Third, now that Kim has a few bombs, and might build a few more, the United States has less trouble persuading other powers that North Korea is a threat to the cause of nuclear nonproliferation. It’s plausible that Pyongyang might sell a bomb or bomb-making materials to rogue regimes or terrorists, if just to earn much-needed hard currency. As a result, more countries are willing to cooperate in blocking or boarding North Korean ships or airplanes that are suspected of carrying contraband.

None of this is to suggest that Obama should cut off all ties with North Korea and let the country stew in its putrid juices. For one thing, the regime isn’t about to implode—China will continue to ensure that—and intensified isolation will only work in the regime’s favor.

To the contrary, Obama and U.S. allies in the region should do everything they can to engage Pyongyang—not so much on its nuclear program, at least not until Kim agrees to take serious measures toward disarmament. Rather, they should offer to help North Korea’s ailing economy—but in ways that also open up its society to the outside world.

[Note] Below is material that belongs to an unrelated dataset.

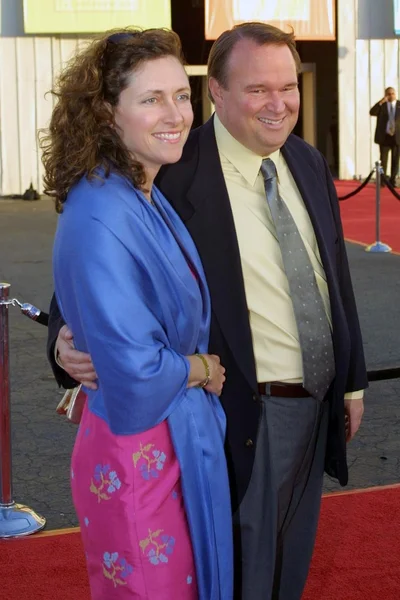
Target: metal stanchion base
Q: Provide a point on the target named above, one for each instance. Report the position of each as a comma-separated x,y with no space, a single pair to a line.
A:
378,247
17,520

The threat to go nuclear gave Kim the leverage to extract foreign aid while keeping a clamp on foreign influences. Now that he’s surrendered that leverage, it’s time to maneuver him into opening the door wide.

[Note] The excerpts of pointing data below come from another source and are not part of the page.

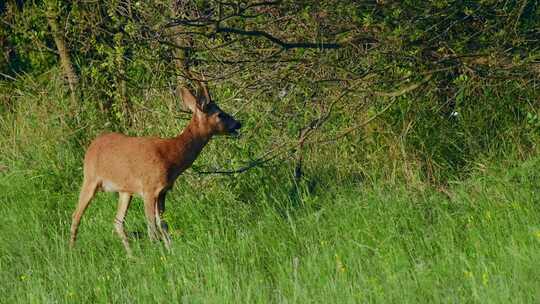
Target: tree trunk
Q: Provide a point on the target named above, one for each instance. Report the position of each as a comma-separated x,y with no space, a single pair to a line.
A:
183,45
65,59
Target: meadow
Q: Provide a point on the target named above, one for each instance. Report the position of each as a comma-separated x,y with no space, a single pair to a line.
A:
258,237
388,151
478,242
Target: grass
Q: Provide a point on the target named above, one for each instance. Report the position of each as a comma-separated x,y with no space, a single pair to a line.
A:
479,242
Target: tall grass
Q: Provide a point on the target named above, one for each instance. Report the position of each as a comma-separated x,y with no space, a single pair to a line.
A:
479,242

In an excellent article in the November/December 2009 issue of Foreign Affairs, Andrei Lankov, a Russian émigré who teaches history at Kookmin University in Seoul, calls this approach “subversive engagement.” The Pyongyang regime, Lankov writes, is “remarkably immune to outside pressure.” But it’s potentially quite vulnerable to “radical transformation” from within, if enough well-placed North Koreans are exposed to—and thus realize the possibilities of—attractive alternatives to their system.

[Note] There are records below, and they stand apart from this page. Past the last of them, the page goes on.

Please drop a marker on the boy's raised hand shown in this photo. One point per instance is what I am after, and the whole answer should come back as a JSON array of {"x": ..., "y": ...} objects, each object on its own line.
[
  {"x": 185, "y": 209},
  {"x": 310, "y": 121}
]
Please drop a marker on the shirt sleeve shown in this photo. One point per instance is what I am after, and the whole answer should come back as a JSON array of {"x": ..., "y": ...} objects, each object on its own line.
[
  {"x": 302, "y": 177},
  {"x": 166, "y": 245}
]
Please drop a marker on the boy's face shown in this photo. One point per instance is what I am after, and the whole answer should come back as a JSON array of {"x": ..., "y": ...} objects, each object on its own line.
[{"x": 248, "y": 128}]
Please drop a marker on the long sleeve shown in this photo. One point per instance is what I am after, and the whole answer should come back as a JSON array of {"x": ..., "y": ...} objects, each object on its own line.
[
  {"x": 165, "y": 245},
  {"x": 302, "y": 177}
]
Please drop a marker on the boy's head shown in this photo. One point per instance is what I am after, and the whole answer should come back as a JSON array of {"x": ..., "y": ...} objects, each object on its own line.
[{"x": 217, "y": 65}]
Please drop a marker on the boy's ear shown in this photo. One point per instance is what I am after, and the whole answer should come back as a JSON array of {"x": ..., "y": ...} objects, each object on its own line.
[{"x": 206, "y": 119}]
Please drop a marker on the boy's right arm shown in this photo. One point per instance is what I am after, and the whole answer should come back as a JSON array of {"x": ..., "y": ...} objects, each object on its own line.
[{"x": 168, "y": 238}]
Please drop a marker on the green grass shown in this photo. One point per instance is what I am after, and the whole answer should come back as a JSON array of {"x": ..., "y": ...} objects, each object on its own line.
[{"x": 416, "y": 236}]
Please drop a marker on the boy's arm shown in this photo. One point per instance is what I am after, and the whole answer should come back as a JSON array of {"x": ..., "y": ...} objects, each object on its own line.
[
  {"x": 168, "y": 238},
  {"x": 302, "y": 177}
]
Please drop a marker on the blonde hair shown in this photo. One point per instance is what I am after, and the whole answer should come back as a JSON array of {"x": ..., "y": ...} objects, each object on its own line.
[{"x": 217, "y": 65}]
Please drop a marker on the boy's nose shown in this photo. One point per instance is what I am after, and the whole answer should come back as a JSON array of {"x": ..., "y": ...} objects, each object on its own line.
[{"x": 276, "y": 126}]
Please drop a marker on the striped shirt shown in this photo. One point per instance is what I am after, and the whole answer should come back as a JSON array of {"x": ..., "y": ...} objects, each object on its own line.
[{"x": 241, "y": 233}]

Daniel Sneider, associate director of Stanford University’s Shorenstein Asia-Pacific Research Center, agrees. “We should make things as difficult as possible for North Korean leaders,” he said in a phone interview. “At the same time, we should offer them the easiest opportunities for markets, student exchanges, and humanitarian assistance but only if we have access to distribute the goods. And we should keep talks open on everything—in part to leap into action if they finally get serious on disarmament, in part to make possible all the other things designed to open things up.”

The idea, Sneider says, is not to impose change from outside, which is probably impossible. Rather, it is to create the conditions for change from within—to exacerbate the internal dilemmas that Kim Jong-il has always faced but that he now has less leverage to manipulate.

There are almost certainly divisions within the North Korean government over whether, and how, to open up the society. For a brief period, Kim opened private markets in limited areas and allowed foreign currencies to be traded. Recently, fearful of the freedoms these practices were unleashing, he shut down most of the markets and put very tight limits on foreign currencies. Some people were getting a little rich, and experiencing new delights, in this period—including, no doubt, people in positions of some power. They may be chafing at the sudden losses. If things are opened up again—or, as is more likely, if they’re opened, then shut, then opened, then shut—then, at some point, the new economic elites might translate their interests into political action.